09 Jul Road Safety
In the Security industry we are constantly focused on safety, knowing your surroundings, and limiting risks. One thing that we focus on this time of year is road safety. Our mobile guards spend their shift driving, even during the most challenging driving conditions. Our clients need security even during the worst of snow storms, so our guards need to arrive to site safely and on time. Unfortunately, there’s no such thing as a snow day.
Winter road safety actually starts before you even head out. Start with a maintenance check on your vehicle before winter sets in. Ensure tire pressure is sufficient, and batteries, belts, hoses, fluids and heater/defroster are all in good working order. Check the rules and regulations in your area, as some Provinces require winter tires during certain months.
Do a walk around your car, ensure all snow and ice is cleared from the windows and roof, and all lights and signals are in working condition. It’s always a good idea to have your cell phone in case of an accident or break down, and make sure you have a fully charged battery. Carry a kit that includes flares, first aid kit candles, matches, booster cables, ice scraper, extra clothes, sand or salt, and a flashlight or batteries. With cell phones most people don’t feel the need to carry these things, however, during a weather event, tow trucks are often backed up and could take hours before they can get to you. The Ministry of Ontario has a complete list of items to include in your kit and lots of information about winter driving.
The most important safety rules while on the road are:
– take your time,
– maintain a safe distance from other vehicles,
– be patient,
– stay focused on the road, and;
– don’t eat; use your cell phone, or anything else that takes your eyes and attention off of the road.
Road Safety is not only important in the winter months. During all months of the year know your surroundings including where you are and what road you are on. It’s a good idea to have a map in the car, even today, there are areas without cellular reception, or your cell phone battery could die. Most people rely on their phones for maps and would literally be lost if they didn’t have access to the internet or maps on their phone.

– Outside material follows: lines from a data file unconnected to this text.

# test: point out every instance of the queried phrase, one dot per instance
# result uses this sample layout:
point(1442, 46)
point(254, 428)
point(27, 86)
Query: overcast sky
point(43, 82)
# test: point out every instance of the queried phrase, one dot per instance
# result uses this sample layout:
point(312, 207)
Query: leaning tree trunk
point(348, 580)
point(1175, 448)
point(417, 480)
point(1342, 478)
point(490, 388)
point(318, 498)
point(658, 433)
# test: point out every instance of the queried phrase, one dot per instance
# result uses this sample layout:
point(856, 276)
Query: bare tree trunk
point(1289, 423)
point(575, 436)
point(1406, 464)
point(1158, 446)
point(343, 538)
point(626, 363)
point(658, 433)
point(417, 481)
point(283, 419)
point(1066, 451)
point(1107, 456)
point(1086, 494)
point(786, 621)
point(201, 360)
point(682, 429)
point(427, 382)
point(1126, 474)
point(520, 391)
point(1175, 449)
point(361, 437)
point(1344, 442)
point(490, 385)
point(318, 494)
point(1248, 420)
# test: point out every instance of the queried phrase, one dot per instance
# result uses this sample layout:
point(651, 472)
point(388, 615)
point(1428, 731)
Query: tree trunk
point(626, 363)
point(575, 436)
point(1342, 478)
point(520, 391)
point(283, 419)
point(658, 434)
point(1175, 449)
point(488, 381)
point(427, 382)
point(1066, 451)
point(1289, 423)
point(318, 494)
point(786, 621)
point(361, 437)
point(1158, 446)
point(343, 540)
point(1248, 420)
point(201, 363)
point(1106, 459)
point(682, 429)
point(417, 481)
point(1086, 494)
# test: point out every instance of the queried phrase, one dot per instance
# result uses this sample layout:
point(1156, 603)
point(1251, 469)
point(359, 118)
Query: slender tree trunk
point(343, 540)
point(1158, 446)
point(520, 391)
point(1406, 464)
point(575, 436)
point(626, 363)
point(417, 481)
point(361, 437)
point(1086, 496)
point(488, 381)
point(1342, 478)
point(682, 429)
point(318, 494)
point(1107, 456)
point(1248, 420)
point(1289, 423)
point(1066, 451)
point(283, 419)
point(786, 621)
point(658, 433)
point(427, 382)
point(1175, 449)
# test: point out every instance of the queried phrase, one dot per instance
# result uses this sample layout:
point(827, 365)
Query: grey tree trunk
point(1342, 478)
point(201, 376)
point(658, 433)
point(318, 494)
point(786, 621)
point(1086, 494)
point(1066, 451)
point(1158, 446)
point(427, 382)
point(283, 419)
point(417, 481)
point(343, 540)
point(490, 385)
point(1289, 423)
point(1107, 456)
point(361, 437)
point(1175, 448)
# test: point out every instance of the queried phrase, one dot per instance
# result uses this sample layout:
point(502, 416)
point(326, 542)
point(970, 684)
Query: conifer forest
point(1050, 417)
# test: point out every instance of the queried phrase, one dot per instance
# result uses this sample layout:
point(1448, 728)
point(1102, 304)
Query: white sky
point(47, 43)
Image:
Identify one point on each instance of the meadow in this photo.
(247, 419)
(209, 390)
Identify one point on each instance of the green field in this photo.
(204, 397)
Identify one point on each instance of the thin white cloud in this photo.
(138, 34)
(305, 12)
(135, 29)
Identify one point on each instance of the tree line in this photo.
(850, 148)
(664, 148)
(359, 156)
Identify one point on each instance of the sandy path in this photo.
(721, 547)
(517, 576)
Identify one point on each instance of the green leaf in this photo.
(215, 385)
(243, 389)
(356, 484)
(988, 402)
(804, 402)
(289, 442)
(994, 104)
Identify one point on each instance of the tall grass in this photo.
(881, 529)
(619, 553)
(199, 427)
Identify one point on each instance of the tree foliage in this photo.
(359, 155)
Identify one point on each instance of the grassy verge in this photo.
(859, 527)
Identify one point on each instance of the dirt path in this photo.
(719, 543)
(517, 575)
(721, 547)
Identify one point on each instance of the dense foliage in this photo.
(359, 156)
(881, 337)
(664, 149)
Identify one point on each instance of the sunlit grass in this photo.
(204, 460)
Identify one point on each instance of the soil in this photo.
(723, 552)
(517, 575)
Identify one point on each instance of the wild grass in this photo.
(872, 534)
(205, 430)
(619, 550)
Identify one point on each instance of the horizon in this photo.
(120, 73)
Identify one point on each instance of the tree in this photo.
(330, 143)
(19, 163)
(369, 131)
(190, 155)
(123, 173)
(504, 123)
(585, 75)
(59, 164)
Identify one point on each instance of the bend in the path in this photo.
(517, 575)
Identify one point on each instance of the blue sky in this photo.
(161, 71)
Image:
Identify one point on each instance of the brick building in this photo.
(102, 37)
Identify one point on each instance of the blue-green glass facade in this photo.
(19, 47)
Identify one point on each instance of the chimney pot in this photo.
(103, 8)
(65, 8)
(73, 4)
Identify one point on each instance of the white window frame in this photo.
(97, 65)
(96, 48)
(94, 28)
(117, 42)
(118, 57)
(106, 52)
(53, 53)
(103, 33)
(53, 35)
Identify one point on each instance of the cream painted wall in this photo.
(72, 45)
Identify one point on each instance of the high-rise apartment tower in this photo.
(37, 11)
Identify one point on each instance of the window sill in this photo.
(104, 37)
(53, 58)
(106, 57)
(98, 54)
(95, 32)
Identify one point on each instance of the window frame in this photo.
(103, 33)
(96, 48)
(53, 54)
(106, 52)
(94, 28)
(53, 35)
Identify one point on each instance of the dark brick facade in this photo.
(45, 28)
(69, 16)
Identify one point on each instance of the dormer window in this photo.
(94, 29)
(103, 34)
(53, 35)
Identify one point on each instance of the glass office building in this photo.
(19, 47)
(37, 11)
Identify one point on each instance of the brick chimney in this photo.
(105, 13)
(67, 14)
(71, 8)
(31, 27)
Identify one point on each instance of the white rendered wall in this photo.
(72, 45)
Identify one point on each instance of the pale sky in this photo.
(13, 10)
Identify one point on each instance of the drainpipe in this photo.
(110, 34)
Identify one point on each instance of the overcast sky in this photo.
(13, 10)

If you’re not familiar with the area you’re travelling, and you have a break down or an accident, call for a tow truck, stay in your vehicle with the doors locked and continue to watch around your vehicle. If there are any suspicious people around or you feel threatened, call the police.
As Canadians are some of the nicest people in the world, we often go out of our way to help people. However, there are some potential threats when stopping to assist others. If you stop to help someone on the side of the road, take your keys out of the ignition and keep them on you. Ensure your back is never turned to them, and the person as well as your own vehicle is always in your site.
When driving in the city remember to obey the laws when it comes to transit stops, bicycles, and right aways. There are tons of resources online that you can reference if you’re not familiar with city driving.